Pakistan wasted over three Billions Rupees between 2014-15 by producing surplus skilled labor for which jobs are not available.
National Vocational & Technical Training Commission (NAVTTC), Pakistan is an apex body at national level to regulate, facilitate and provide policy direction in Technical, Vocational and Education Training (TVET). For the year 2015-14 official stat shows that TVET graduated 331,785 trainees. Half are now unemployed.
According to the current budget for year 2015-14 of TVET, the program spent 13159 rupees per trainee.
According to National Skills Information System (NSIS) stat reveals that the official training programs only train 3 people for 5 jobs.
For each graduating ‘Steel Fabricator’ there are more than 1,400 job vacancies yearly. In contrast, 2000 IT persons have to compete to secure a job because of the surplus production by TVET Institutes.
Comparing the number of students graduating in each sector with the number of jobs advertised annually for each sector shows lack of planning for market needs.
Half of all vocational training graduates are unemployed today despite many vacancies in industry.
Mansoor Zaib Khan, Labour Market Analyst, NSIS Cell at TVET Reform Support Programme, added that there is no such mechanism or reporting system where all the data has reported about there employability and even there is no such traces studies recorded yet, no such link with industries to make this programme successful. Which is one of the reason of gap between supply and demand, In absence of labor market information system not be possible to remove gap between and in new programme Competency Base Training (CBT) we have linked industries with the system to make it sure that the upcoming supply fill demand of industries and to avoid surplus skilled labor.
I have no job since one year applying for different vacancies but the competency makes me away of that Opportunity trying to switch my skills expertise to get another job to survive. Shakir Rehman, trainee of TVET Training Programme.
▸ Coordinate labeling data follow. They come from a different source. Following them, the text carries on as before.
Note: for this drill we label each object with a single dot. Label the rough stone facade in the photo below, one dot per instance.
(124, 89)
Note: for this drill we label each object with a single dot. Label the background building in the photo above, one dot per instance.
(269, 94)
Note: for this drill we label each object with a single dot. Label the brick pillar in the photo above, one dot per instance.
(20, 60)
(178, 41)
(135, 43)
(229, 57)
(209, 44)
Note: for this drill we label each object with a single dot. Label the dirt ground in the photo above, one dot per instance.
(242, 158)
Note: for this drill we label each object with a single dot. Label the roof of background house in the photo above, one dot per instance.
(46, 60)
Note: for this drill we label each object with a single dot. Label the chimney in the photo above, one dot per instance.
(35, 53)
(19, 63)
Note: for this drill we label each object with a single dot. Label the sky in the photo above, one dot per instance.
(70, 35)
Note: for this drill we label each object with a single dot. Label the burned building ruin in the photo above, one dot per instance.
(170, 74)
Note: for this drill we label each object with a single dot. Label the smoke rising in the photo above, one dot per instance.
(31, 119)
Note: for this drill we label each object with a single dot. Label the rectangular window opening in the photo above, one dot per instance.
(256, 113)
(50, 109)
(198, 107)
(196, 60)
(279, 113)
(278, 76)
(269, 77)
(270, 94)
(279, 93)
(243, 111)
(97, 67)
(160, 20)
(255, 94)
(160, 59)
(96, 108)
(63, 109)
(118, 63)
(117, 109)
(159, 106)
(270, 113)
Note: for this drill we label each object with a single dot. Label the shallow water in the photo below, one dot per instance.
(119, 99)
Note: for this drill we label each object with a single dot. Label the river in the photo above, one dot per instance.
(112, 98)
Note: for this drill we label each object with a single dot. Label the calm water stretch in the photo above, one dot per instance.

Right now, the TVET Training programs produces nearly 25,000 trainees in sectors for which there are not enough jobs. By moving the excess training positions for information technology, engineering, and electrical engineering, they could fill the market demand for vocational areas like drivers, mechanics and masons. Restructuring the training program to meet market demand would help address the issue of 56% of unemployment in Pakistan.